For many solution hypotheses, we don’t need to build a complete product to test. Today there are many low-code and no-code tools that allow us to build simple solutions. And some of these tools exist for quite a while, like presentations and forms. At Gympass we tested some solution hypotheses that we had to solve the problem we discovered of bringing new options to people that didn’t want to go to the gym but wanted to pursue a healthier lifestyle.
The solution hypothesis was to partner with wellness apps and provide this app to our users for a monthly subscription fee. This new idea had two main hypotheses that we needed to test:
- Application providers willingness to partner. Application providers, like gyms, are used to the recurring monthly revenue model. Would they accept to be paid per day of use?
- Our user base willingness to pay. Is our user base interested in paying a monthly fee to access the applications?
To test our first hypothesis, we built a deck with the value proposition that we planned to deliver to the partners and talked to some potential partners. We presented the opportunity to 8 potential partners, of whom 6 showed interest and 4 decided to join our proof of concept. NEOU, a workout app, 8fit, a workout and nutrition app, Tecnonutri, a nutrition app, and ZenApp a meditation app.

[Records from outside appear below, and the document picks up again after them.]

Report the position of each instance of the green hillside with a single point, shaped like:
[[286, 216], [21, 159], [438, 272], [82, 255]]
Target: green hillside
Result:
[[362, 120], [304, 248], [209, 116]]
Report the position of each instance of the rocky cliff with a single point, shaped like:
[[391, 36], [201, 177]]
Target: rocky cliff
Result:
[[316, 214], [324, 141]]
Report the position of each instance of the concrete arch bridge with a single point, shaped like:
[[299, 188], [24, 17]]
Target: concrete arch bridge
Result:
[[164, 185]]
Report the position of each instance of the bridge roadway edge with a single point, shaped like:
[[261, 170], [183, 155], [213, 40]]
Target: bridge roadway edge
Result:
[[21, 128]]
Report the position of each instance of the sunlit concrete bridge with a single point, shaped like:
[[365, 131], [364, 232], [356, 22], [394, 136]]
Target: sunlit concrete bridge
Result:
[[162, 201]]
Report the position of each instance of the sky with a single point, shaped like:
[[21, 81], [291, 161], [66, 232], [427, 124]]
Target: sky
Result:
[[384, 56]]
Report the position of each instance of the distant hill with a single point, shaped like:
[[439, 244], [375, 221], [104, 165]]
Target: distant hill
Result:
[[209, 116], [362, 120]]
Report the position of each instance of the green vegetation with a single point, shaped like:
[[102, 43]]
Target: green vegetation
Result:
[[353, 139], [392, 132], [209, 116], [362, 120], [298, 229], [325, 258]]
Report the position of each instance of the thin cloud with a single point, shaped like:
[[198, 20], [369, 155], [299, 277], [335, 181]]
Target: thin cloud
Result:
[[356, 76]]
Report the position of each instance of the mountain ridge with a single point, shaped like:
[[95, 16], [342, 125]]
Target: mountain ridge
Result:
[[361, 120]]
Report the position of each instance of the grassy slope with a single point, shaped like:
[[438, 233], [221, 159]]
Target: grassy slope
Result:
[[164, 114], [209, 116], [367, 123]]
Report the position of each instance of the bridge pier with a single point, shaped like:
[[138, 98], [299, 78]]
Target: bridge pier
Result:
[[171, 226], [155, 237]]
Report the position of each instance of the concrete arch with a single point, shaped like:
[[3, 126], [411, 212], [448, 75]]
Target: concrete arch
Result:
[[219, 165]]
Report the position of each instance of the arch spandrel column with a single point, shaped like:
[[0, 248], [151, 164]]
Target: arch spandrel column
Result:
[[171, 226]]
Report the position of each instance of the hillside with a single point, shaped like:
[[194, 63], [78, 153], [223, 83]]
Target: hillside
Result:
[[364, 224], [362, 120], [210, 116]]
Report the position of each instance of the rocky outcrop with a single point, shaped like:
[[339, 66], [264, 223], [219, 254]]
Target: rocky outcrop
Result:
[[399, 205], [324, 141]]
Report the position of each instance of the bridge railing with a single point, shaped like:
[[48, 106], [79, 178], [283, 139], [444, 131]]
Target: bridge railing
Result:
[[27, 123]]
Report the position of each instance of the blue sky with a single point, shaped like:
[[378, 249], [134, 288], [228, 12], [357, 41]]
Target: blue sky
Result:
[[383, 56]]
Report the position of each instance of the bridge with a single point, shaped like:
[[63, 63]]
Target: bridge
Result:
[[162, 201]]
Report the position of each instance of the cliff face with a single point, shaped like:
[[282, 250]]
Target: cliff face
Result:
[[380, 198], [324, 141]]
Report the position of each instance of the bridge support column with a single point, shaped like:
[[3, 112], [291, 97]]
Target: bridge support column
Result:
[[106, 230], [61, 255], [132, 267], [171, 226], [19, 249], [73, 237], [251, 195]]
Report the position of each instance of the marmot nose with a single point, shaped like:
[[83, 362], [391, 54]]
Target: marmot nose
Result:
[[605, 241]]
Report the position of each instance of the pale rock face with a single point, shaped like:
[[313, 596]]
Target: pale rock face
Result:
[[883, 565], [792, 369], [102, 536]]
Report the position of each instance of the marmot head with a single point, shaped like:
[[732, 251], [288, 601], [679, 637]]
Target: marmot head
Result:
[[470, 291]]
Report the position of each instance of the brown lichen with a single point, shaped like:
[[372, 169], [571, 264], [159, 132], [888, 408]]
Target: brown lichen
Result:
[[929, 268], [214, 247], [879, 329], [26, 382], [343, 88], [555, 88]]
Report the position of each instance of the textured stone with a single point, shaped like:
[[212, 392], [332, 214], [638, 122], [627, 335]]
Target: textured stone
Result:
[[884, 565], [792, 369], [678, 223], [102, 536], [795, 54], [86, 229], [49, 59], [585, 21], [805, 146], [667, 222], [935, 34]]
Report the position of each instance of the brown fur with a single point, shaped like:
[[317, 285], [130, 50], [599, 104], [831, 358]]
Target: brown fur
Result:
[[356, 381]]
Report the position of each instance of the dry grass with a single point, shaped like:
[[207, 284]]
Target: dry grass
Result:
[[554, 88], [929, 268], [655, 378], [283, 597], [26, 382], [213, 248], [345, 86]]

Okay, our first hypothesis was validated with just a simple slide deck. No product was built. Now we needed to validate the second hypothesis, the willingness to subscribe. Is our user willing to pay to access these applications through Gympass?
To test our second hypothesis, we built a simple form, where we described the product and asked for the user’s name, email, and company. After the user provided this information, he was directed to a Paypal subscription page, where he had to provide his credit card details to subscribe to the service. The user would receive an email with the activation link for each application. There was no real product, no logged-in area, just a form to test interest and an email with links to the applications.
So use the no-code or low-code tools options available to build your solution hypothesis to make it easier and faster to go through the solution discovery. As a side-effect, business people will start to understand, appreciate and even want to participate in your next discoveries.
- Business people dislike discoveries because of 3 main reasons. (1) They believe they know more about the business, the clients, and what they need. (2) They may have had past experiences where the discovery took too long. (3) They are used to a “business demands => technology implements” model.
- Changing this mindset requires patience and repetition. Three things a product manager should do continuously to help change this mindset. (1) Ask why the person is asking to implement the demanded feature. (2) Learn about the business. (3) Shorten the discovery process.
- In order to shorten the discovery process, we should think in terms of an MVD mindset, i.e., minimal viable discovery, where we discover enough about the problem in order to generate and test the solution hypothesis as fast as possible.
- The best discovery method is called delivery. The moment of truth of any solution hypothesis is when we are able to present it to the potential user in her own context where she faces the problem we want to solve. Today we have many low-code and no-code solutions that help us build our solution hypothesis to make it easier and faster to go through the solution discovery.
- As a side-effect, business people will start to understand, appreciate and even want to participate in your next discoveries.